# [Wet Thumb Forum]-The 29 Gallon Natural Planted Tank



## DataGuru (Mar 11, 2005)

Got some decent pics of the 29 gallon bowfront Walstad-type natural planted tank yesterday. This tank has around 1 inch of topsoil with an inch of gravel over it. Plants include Pygmy chain swords (Echinodorus tenellus), Dwarf Sag (Sagittaria subulata), an amazon sword, and some wysteria (hygro difformis). Filtration is a Penguin 170 powerhead with a foam prefilter. It houses swordtails, a few Endler's Livebearers, a clown pleco, ghost shrimp and snails (ramshorn, MTS, and pond). These swordtails were line bred by a friend of my daughter's. They're unusual because they are light pink with a darker pink stripe running the length of their bodies. Couldn't find anything like them via a web search.










I think it's looking pretty good since I moved the s. subulata into the background. That stirred up a lot of dirt, but a large partial water change and the 100 micron filter cleared it up nicely.

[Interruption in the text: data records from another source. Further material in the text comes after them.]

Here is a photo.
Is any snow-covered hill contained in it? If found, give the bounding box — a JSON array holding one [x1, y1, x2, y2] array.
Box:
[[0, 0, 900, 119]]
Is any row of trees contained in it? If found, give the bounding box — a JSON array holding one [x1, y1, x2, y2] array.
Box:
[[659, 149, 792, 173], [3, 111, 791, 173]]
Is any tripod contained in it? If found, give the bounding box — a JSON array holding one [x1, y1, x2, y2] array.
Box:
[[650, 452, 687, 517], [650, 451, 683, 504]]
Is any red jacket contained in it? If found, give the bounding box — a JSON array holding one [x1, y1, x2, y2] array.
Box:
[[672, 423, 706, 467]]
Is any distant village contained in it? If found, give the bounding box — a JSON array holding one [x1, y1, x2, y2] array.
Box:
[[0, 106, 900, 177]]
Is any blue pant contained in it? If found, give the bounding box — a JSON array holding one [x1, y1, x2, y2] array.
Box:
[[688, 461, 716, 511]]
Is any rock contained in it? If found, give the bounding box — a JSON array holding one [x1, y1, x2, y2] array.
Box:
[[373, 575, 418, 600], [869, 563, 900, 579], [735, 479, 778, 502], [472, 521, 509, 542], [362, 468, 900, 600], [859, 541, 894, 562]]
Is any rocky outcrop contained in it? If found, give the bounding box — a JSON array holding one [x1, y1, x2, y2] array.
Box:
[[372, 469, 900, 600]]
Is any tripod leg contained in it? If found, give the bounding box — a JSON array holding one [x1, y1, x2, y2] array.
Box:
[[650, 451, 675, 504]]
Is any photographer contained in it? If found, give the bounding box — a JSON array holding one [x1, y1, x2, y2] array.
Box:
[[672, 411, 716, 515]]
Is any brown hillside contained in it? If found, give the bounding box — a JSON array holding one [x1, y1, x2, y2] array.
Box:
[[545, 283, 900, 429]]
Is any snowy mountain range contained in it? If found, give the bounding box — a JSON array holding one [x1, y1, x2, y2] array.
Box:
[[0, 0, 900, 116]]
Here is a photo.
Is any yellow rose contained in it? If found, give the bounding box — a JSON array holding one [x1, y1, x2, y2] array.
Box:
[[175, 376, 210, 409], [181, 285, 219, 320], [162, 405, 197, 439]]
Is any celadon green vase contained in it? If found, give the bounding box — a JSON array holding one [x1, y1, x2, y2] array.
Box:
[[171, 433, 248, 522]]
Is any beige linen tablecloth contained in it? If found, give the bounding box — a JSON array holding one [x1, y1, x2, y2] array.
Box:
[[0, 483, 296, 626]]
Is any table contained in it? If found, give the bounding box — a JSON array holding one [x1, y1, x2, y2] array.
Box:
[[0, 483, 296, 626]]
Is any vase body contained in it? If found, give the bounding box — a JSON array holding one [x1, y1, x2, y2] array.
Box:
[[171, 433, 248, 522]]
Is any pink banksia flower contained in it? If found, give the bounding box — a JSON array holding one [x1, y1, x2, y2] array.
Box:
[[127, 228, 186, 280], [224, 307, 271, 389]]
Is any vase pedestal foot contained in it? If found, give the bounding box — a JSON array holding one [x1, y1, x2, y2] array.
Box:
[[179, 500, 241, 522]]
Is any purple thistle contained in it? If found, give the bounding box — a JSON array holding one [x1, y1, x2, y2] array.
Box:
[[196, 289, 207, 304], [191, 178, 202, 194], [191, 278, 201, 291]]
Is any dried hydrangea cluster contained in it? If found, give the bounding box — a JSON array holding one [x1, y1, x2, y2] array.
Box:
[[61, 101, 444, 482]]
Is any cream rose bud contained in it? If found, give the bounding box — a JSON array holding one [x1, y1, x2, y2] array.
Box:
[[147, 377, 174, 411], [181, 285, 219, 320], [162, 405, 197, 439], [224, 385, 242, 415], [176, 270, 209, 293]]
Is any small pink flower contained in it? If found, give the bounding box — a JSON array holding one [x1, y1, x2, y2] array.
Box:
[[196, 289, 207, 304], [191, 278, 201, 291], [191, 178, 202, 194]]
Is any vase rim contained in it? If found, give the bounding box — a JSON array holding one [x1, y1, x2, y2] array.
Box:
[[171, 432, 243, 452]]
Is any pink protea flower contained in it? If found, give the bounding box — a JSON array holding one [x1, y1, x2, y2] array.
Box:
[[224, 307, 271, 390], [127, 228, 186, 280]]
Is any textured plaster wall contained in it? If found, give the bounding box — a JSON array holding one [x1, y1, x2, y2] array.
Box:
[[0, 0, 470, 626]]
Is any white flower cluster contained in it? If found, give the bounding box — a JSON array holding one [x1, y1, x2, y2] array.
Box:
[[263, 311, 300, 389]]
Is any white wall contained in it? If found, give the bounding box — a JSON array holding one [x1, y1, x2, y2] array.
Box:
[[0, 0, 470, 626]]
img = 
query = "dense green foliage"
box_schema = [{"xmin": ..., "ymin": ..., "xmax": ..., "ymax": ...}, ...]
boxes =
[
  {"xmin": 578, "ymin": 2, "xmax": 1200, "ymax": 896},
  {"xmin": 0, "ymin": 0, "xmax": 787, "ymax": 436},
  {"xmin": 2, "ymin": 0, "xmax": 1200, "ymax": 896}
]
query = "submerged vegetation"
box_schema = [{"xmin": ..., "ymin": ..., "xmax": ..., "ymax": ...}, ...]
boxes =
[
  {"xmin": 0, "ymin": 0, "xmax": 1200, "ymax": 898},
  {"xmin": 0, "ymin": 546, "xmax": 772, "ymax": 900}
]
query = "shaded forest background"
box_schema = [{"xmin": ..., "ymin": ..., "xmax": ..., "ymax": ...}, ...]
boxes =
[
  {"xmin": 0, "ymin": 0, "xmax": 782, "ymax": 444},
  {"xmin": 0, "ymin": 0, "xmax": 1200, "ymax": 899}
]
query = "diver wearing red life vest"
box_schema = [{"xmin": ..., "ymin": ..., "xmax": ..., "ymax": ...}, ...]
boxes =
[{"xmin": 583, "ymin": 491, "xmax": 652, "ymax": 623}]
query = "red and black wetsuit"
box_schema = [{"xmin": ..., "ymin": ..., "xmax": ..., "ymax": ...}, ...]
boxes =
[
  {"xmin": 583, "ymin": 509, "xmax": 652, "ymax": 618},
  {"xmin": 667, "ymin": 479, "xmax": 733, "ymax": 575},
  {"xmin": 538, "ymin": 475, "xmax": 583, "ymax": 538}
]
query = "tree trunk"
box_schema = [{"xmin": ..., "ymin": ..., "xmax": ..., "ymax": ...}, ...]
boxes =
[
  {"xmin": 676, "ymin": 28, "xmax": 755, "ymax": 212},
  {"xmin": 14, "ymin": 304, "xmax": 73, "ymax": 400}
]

One of the swordtails recently had what look like three albino babies. Here's a rather blurry pic of one of them:


----------



## Christian Hansen (Apr 27, 2006)

Looks very nice ;-)


----------



## Miss Fishy (May 13, 2006)

Lovely tank! What kind of sword plant is it? What are the water parameters, lighting etc.? 

From Alex.


----------



## Mr Fishies (Apr 9, 2006)

Wow! I see about 25 fish just from a quick count. Is that not a lot of fish for a 29G tank?

Not what I'd call a light load, is there much additional maintenance required to keep this tank happy?

That sure is a healthy looking "crop" you've got growing there, no shortage of fertilizer with all those hungry swords I'm sure.

Hmmm, I wonder if Fish, like people are happier when they have a window to look out?


----------



## dwalstad (Apr 14, 2006)

Great tank!

The fish look so healthy and of good quality.

I think fish enjoy a little sunlight as much as people do.


----------



## DataGuru (Mar 11, 2005)

Yea, I know it's getting overstocked. I need to get the empty 55 gallon I have sitting around up and running.

The sword is an amazon sword. At some point I'm going to regret putting it in that tank.

I have 2 20 watt 6500K spiral compact fluorescent bulbs over it and now it's starting to get some direct sunlight from the south window. 

I haven't been doing anything special cuz the fish and plants seem happy. pH at the moment is 8 cuz I'd bet there's not much CO2 floating around this time of day. My tap water runs about 7.6-7.8 with both KH and GH around 7dh.


----------



## DataGuru (Mar 11, 2005)

Here's what the crayfish did to it. LOL 
Totally deforested it and turned it into a mud puddle.









Here's what it looks like now. It houses my albino bn breeding pair and their offspring.


----------



## fireman5214 (Mar 4, 2009)

thats a great looking tank, ilove the natural look


----------



## clearleaf (Oct 4, 2008)

Aw c'mon, I *never* get to see bristlenose pups, let's see some close-ups! None of this 600x400 stuff.


----------



## DataGuru (Mar 11, 2005)

LOL
I'll hafta try to get some pics of the juvies. Should be somewhat easier with the new camera. Here are some pics from the end of last year



















and a couple of my brown bn young uns


----------



## clearleaf (Oct 4, 2008)

Alright, now that's what I'm talkin bout. Great tank and baby ancistrus is always a good sight to see.


----------